A licitação pública foi criada com o objetivo de impor uma forma de restrição à Administração Pública, a fim de que esta não possa contratar livremente, tendo em vista a preservação do princípio da igualdade de todos para contratar com a Administração e também o princípio da moralidade. O Pregão se insere como a nova modalidade de licitação. É isso que será demonstrado.
1. Introdução
A Administração Pública tem um papel fundamental na sociedade que é o de atender aos interesses da coletividade. Nesse sentido, vários instrumentos foram criados para tornar essa finalidade uma realidade eficaz, embora o que se vê, na prática, é o mau uso da Administração Pública para atender, principalmente, os interesses pessoais daqueles que estão em um patamar de hierarquia superior.
A licitação pública foi criada assim para impor uma forma de restrição à Administração Pública, a fim de que esta não possa contratar livremente, a seu bel prazer, tendo em vista que se deve preservar o princípio da igualdade de todos para contratar com a Administração e também o princípio da moralidade, que será desrespeitado se verificar comportamento que, embora de acordo com a lei, ofenda à moral, os bons costumes e a idéia comum de honestidade.

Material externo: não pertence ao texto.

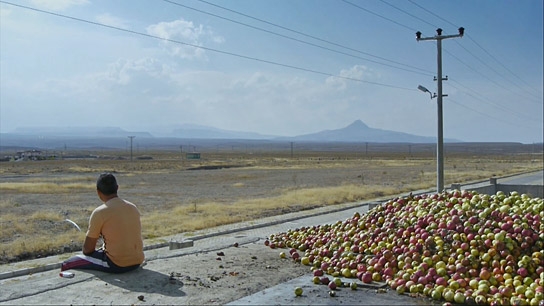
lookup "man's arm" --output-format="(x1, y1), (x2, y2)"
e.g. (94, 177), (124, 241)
(83, 236), (98, 255)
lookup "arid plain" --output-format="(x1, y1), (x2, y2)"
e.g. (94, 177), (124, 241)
(0, 144), (543, 263)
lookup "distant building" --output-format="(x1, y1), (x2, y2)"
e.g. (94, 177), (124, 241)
(185, 152), (200, 159)
(15, 150), (44, 160)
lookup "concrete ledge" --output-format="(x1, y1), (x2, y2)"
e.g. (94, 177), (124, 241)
(169, 240), (194, 250)
(0, 262), (61, 280)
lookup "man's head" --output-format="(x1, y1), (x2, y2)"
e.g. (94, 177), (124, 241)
(96, 172), (118, 196)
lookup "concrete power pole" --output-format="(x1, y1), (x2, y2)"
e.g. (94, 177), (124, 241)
(128, 136), (136, 161)
(416, 27), (465, 193)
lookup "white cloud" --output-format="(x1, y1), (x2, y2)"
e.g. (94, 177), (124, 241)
(147, 19), (224, 60)
(32, 0), (89, 11)
(326, 65), (379, 90)
(96, 13), (129, 29)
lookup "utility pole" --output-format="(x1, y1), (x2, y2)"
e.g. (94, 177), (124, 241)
(128, 136), (136, 161)
(416, 27), (465, 193)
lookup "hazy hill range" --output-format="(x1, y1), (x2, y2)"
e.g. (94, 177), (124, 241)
(3, 120), (450, 143)
(281, 120), (452, 143)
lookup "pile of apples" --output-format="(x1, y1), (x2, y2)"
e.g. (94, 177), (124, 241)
(265, 190), (544, 305)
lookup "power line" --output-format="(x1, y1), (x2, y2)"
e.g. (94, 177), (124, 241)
(342, 0), (417, 33)
(469, 36), (542, 95)
(193, 0), (432, 73)
(406, 0), (542, 104)
(0, 0), (415, 91)
(163, 0), (429, 76)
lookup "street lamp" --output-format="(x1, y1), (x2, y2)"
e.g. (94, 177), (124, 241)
(417, 85), (436, 100)
(416, 27), (465, 193)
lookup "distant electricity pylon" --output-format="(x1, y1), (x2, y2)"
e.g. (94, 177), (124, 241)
(416, 27), (465, 193)
(128, 136), (136, 161)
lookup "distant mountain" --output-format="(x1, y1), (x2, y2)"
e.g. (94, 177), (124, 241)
(170, 124), (276, 140)
(281, 120), (459, 143)
(10, 126), (153, 137)
(4, 120), (460, 143)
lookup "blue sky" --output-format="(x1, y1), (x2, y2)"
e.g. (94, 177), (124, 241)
(0, 0), (544, 143)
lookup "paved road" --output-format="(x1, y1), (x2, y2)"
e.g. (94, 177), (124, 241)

Hoje no ordenamento jurídico a licitação é um gênero que se subdivide em várias modalidades: concorrência, tomada de preços, convite, concurso, leilão, todas têm características próprias e se destinam a determinados tipos de contratação . A lei licitatória, Lei n.º 8.666, de 21/06/93, no § 8.º, do art. 22, veda a criação de outras modalidades ou a combinação daquelas ali arroladas. Entretanto, a medida provisória n.º 2.182-18, editada em 23/08/2001, instituiu, no âmbito da União, uma nova modalidade denominada Pregão.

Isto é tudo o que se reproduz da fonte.